The collapsed data set (GCT): After collapsing, the resulting files are always produced in GCT format even if they had a different input format.

Known Issues

Input files with spaces or special characters in their file names may cause errors.

Platform Dependencies

Task Type: Gene List Selection

CPU Type: any

Operating System: any

Language: Java

Version Comments

2.2.0 (2022-10-2): Updated to Human MSigDB v2022.1.Hs and Mouse MSigDB 2022.1.Mm.
2.1.5 (2022-9-15): Updated to Human MSigDB v2022.1.Hs. Direct support for Mouse MSigDB 2022.1.Mm is not yet available.
2.1.4 (2022-3-22): Removed Log4J entirely from the code base. Fixed weighted_p1.5 computation. Added min dataset size warnings.
2.1.3 (2022-1-20): Updated to Log4J 2.17.1.
2.1.2 (2022-1-12): Fixed a typo in the command line.
2.1.1 (2021-12-23): Updated with the GSEA Desktop 4.2.1 code base. Updated to Log4J 2.17.0. TXT file parser bug fix.
2.1.0 (2021-12-17): Updated with the GSEA Desktop 4.2.0 code base with numerous bug fixes.

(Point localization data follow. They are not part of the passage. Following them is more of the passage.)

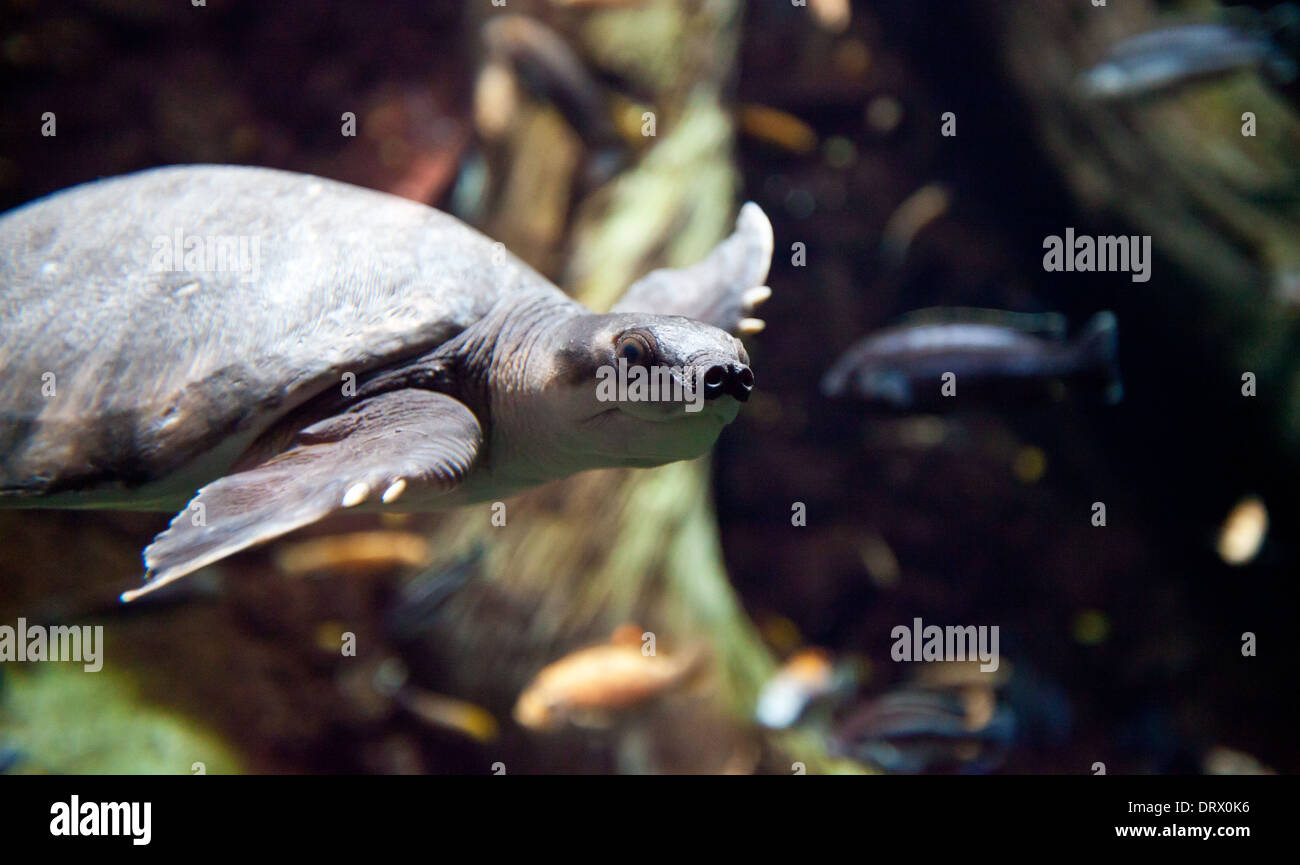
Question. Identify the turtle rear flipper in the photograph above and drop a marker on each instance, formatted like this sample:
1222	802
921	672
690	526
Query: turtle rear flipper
377	448
723	289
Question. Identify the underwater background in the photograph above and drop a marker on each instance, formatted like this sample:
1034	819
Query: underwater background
910	156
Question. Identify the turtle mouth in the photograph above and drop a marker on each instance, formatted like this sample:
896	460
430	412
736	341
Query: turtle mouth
723	409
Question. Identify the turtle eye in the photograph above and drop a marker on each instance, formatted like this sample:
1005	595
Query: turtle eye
633	347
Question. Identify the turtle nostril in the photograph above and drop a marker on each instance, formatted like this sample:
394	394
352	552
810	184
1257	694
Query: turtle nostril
714	380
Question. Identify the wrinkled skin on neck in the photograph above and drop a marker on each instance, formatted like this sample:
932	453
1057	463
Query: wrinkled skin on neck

Adds the Abs_max_of_probes collapse mode. Fixes some issues handling datasets with missing values. Improved warnings and logging. Adds an output file name parameter. Fixed bugs in weighted_p1.5 scoring.
2.0.2 (2021-03-22): Fixed minor typo.
2.0.1 (2021-03-22): Minor doc updates
2.0.0 (2021-01-14): Switched to the GSEA code base. Added new collapse.mode options and omit.features.with.no.symbol.match parameter.